AI Dictionary
Advanced· ~2 min read#knowledge-graph#graph#entities

Knowledge Graph

Structured knowledge as nodes + edges

A structured knowledge representation: entities (people, companies, concepts) as nodes; relationships as edges. Structure instead of plain text.

ENTITIES + RELATIONSHIPSAnthropicClaudeSan FranciscoAIDario AmodeiMCPmakesbased-infieldCEOstandardWikidata, Google Knowledge Graph, the 'graph' variant of RAG
Definition

A knowledge graph (KG) models knowledge as nodes (entities) and edges (relationships). Instead of plain text "Anthropic makes Claude, headquartered in San Francisco, CEO is Dario Amodei," a KG stores discrete triples: (Anthropic) -[makes]-> (Claude), (Anthropic) -[based-in]-> (San Francisco), (Anthropic) -[CEO]-> (Dario Amodei).

The win: multi-hop queries ("where does the CEO of the company that makes Claude live?") solve in one query. Plain-text RAG struggles to synthesize this; graph traversal nails it.

Two modern AI uses: 1. Graph RAG: parse documents and auto-extract a KG, then have the LLM walk the graph. Microsoft's open-source GraphRAG project pioneered this. 2. Hybrid retrieval: vector search + KG search together. Vectors for similarity, KG for structural queries.

Classic KG systems: Wikidata (structured Wikipedia), Google Knowledge Graph (search "knowledge panels"), Neo4j, ArangoDB.

Analogy

A library's text collection (classic RAG) vs a family tree (KG). To find "John's father's cousin" in text, you scan every page. On the tree, 3 clicks — follow the nodes, answer pops out. Structured knowledge always beats plain text — if you can extract the structure up front.

Real-world example

Microsoft GraphRAG (late 2024): ingest the Sherlock Holmes stories, auto-build a KG: - Characters (Holmes, Watson, Moriarty) - Relationships (friend, enemy, kin) - Events (murder, investigation, resolution)

Classic RAG: "who is Holmes's most frequent enemy?" pulls 50 chunks and struggles to count enemy mentions.

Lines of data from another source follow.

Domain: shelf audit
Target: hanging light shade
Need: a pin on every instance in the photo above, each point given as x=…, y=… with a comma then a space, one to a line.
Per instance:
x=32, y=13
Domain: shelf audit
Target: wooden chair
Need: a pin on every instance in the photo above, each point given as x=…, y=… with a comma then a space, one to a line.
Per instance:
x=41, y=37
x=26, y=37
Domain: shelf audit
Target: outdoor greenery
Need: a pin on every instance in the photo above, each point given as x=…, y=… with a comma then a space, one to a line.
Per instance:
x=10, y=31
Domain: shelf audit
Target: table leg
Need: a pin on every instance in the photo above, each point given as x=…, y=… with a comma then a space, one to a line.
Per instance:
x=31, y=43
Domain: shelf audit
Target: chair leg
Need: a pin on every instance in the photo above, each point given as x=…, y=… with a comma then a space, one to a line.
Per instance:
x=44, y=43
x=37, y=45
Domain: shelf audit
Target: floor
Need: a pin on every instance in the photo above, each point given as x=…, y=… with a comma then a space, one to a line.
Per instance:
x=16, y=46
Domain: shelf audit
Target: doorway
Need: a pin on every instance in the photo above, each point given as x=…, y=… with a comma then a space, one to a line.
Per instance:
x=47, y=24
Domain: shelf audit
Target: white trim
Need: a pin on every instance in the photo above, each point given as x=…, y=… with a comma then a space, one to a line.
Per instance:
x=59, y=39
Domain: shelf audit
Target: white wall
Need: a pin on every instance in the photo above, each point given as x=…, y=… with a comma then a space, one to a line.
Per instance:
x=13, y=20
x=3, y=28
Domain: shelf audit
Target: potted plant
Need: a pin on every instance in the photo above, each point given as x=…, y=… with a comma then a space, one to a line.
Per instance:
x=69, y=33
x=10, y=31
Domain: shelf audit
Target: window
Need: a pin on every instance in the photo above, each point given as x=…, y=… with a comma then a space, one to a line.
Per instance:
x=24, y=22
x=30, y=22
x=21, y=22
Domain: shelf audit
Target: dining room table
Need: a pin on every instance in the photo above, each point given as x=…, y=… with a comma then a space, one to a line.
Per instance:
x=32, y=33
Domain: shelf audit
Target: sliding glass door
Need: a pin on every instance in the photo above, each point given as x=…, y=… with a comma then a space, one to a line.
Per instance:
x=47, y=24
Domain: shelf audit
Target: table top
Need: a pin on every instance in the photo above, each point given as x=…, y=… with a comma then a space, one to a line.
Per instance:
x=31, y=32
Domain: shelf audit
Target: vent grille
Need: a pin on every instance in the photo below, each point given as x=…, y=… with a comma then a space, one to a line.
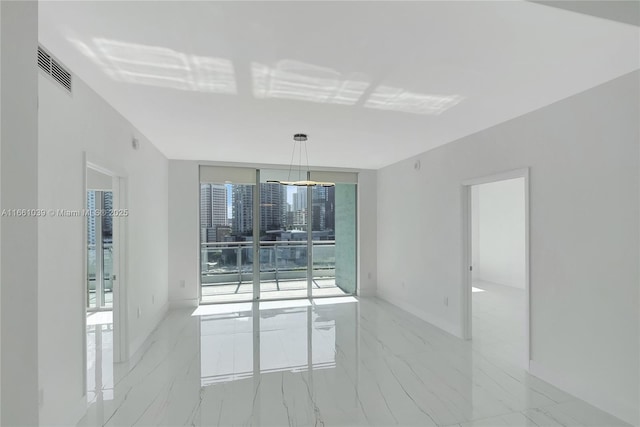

Graph RAG: walk "Holmes-enemy-of" edges in the KG, count, return the highest-frequency node. Sub-second, 100% correct.

Microsoft reported 40-50% accuracy gains on internal Q&A with Graph RAG.

When to use
  • Multi-hop queries (relationship traversal needed)
  • Lots of structured entities (people, companies, products with relations)
  • Authoritative data (Wikipedia, ontologies, taxonomies)
  • Reducing hallucination risk — KG data is verifiable
  • Medical/biological research (drug interactions, protein networks)
When not to use
  • Plain text is enough — KG extraction overhead is unnecessary
  • Few/changing relationships — KG maintenance is hard
  • Semantic similarity suffices (vectors are better)
  • Quick prototype — building a KG takes weeks
Common pitfalls

KG extraction quality drives everything

Auto-extraction (with an LLM) produces wrong triples. 'Apple' fruit or company? Disambiguation is essential. Wrong KG = wrong answers, less safe than no KG.

Graph DB complexity

Neo4j, ArangoDB use specialty query languages (Cypher, AQL). SQL teams ramp up slowly. Consider SaaS options (Memgraph, Dgraph).

Maintenance cost

New docs update the KG; conflicts must be resolved ('Acme' vs 'Acme Corp.'). Automated pipeline + human oversight required.